Summary

Mostly followed the original BERT
Excluded NSP task, NSP loss isn’t necessary.
Dynamic masking is slightly better than static masking (actually.. almost no difference)
RoBERTa is just a BERT configuration, and performs much better than the original one.
Training longer, with bitgger batches and more data is desirable.

Essentially, RoBERTa is just a reconfiguration BERT. Then why this is important?-

Introduction

This is a replication study of BERT.

Modifications (from the original one)

Contributions

(1) Presented a set of important BERT design choices and training strategies.
(2) Used a novel dataset (CC-News), and confirm that using more data for pre-training further improves performance on downstream tasks.
(3) Showed that MLM pretraining is competitive.

Implementation

Mostly followed the original BERT setting
“Didn’t randomly inject short sequences” → Because NSP task wasn’t used, so no negative samples are needed.

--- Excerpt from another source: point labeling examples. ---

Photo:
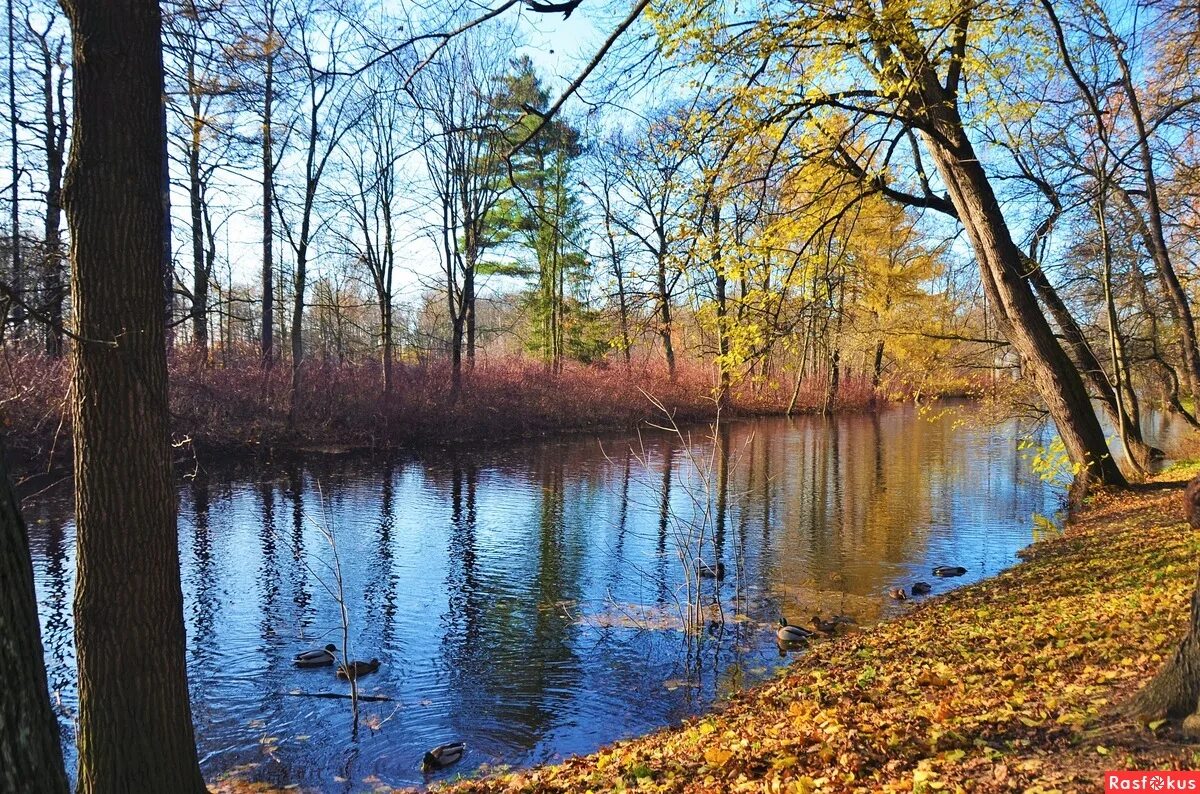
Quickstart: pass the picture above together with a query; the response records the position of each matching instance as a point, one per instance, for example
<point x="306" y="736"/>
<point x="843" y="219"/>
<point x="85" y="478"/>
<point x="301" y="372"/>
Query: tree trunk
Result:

Training Procedure Analysis

Which choices are important for pretraining BERT models?

Static masking

The original BERT masks only once during preprocessing → single static mask.
To avoid using the same mask, duplicated training data 10 times → 10 different ways of masking (over 40 epochs).

Dynamic masking

Results

Dynamic masking is slightly better than static.. (but actually, almost no difference)

Is NSP really important?

The original study said NSP loss was crucial, but some recent works have questioned the necessity.

Comparison results

Using individual sentences hurts performance on downstream tasks

(better to use related sentences)

Removing the NSP loss matches or slightly improves downstream task performance

Then, why did the original BERT said it’s important?
- BERT just removed the loss itself, and still remained SEGMENT-PAIR format..
- Suitable format for suitable loss!

(Robustly optimized BERT approach)

Configurations

Results

Large improvements!
Increasing the number of pretraining steps (100K → 300K, 500K) was better for downstream tasks.